Many a lattice was opened, and many
a head thrust out, as the troopers swept along with
all their accoutrements jingling and clashing through
the early silence, a spectacle which in ordinary times,
would have excited much astonishment, perhaps aroused
a tumult, since it was in direct opposition to the
laws, that armed soldiers should enter the city walls
in time of peace.
But so much had the public mind been
disturbed of late, that the sight, which a month before
would have filled the streets with anxious or angry
multitudes, now hardly seemed to merit a second glance,
and the spectators hurried back to their couches,
invoking the aid of the good Consul, who watched so
well over the liberties and lives of Rome, or muttering
curses on his head, according as they were well or
ill-afflicted toward the state.
One man there was, however, who was
awakened by the clatter from the deep sleep of drunkenness,
with a flushed face and an aching head, in a house
on the Clivus Scauri, a steep street running down
the southern slope of the Palatine, into the Cerolian
Place, and overlooking the mansion of Cicero.
Starting up from his low couch, he
called out sharply and with a querulous accent to
a freedman, who was watching his feverish slumbers,
desiring him to look out and see what made that clatter.
The man passed quickly into an adjoining
room which commanded a view of the street, and returned
instantly, saying,
“It is a squadron of horse,
Caeparius.
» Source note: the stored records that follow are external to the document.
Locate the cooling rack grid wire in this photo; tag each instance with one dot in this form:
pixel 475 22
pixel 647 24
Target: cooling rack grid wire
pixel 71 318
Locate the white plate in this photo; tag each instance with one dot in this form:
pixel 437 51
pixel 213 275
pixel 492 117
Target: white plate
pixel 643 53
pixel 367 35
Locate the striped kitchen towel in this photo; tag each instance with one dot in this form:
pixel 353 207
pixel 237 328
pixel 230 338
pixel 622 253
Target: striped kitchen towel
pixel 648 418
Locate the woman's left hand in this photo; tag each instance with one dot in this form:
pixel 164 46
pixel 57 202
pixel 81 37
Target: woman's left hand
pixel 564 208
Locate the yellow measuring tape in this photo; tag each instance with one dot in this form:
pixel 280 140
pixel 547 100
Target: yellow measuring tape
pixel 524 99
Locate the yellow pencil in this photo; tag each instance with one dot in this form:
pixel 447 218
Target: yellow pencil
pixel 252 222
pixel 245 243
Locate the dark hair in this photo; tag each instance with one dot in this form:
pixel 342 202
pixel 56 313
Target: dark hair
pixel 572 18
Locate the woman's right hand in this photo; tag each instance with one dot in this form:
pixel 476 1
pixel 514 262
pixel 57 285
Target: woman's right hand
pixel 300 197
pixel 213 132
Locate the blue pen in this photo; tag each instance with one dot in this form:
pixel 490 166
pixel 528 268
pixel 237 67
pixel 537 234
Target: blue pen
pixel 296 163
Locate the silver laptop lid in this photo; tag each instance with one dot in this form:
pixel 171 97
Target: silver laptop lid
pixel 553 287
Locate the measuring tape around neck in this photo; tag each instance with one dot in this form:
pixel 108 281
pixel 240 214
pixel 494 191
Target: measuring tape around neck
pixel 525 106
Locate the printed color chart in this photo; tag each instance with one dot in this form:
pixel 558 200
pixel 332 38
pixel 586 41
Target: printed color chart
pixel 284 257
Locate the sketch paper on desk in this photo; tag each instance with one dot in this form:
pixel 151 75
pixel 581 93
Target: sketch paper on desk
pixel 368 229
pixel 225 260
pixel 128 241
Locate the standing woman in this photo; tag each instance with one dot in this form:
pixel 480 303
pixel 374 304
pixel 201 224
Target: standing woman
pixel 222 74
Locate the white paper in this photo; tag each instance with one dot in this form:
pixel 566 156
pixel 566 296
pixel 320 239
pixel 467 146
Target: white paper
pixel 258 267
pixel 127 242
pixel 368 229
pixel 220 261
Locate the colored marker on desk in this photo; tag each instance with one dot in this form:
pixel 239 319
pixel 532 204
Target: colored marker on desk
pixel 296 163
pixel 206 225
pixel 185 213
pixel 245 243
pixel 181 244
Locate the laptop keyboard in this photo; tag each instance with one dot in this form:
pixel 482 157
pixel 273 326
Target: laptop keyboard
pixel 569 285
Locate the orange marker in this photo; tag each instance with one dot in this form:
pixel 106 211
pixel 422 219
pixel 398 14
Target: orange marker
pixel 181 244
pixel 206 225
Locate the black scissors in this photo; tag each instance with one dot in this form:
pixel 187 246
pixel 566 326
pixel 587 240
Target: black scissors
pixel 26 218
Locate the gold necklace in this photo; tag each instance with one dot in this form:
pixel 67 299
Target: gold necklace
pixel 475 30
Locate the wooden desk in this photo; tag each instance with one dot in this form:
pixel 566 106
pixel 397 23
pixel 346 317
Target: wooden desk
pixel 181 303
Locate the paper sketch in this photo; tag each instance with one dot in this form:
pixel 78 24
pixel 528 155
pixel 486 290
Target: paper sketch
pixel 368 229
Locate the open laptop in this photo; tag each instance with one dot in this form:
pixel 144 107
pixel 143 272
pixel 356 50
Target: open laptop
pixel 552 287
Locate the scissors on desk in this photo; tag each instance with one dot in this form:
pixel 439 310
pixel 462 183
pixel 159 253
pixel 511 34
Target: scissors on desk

Young Arvina's, I think; and they
appear to be conducting a prisoner, for there is one
man among them, in his tunic and abolla only,
while the troopers around him have their swords drawn.”
Sobered at once, the conspirator leaped
from his couch, and almost overthrew the attendant,
in his eagerness to reach the window in time to observe
the troopers.
They were just halting in the Cerolian
place, when he saw them, and dismounting, chargers
and men in a confused and dusty group before the door
of Cicero.
He gazed, as if his eyes would burst
from their sockets, if possibly he might distinguish
the wearer of the rich blue riding cloak, of which
he could catch glimpses among the glittering corslets
and scarlet cassocks of the legionary horse.
But for a while he gazed in vain.
At length two figures mounted the
marble steps, leading to the Tuscan colonnade, and
were thus brought clearly into view, above the crested
casques of the soldiery.
One, a tall well-made figure, splendidly
accoutred in the cavalry armor of the day, he recognized
at once for Arvina, and in the stouter person, clad
in the blue abolla, the color of which he had
already connected with one whom he knew his worst
fears all realized he discovered the messenger of
treason, Titus Volturcius of Crotona.
“By the Gods! all is lost,”
he muttered, striking his hand violently on his thigh.
“Escape alone, is left to us. Ha!”
he continued, addressing his freedman, “I will
arise, and go forth speedily. Give me my tunic.
So never mind the feminalia; there, clasp my sandals!
Death and furies! how slow thou art, now my dagger,
and my toga. Hark, now. I go to the house
of Lentulus. See thou, and have my chariot harnessed
for a journey, with the four Thracian steeds; put
into it my armor, a sword, casque and buckler for
thyself; and all the gold which is locked in the great
chest in the Atrium. Here is the key. Tarry
not for thy life, and bring the car thyself to the
arch of Fabius Allobrox; wait there until
I come to thee. I will be there within the hour.”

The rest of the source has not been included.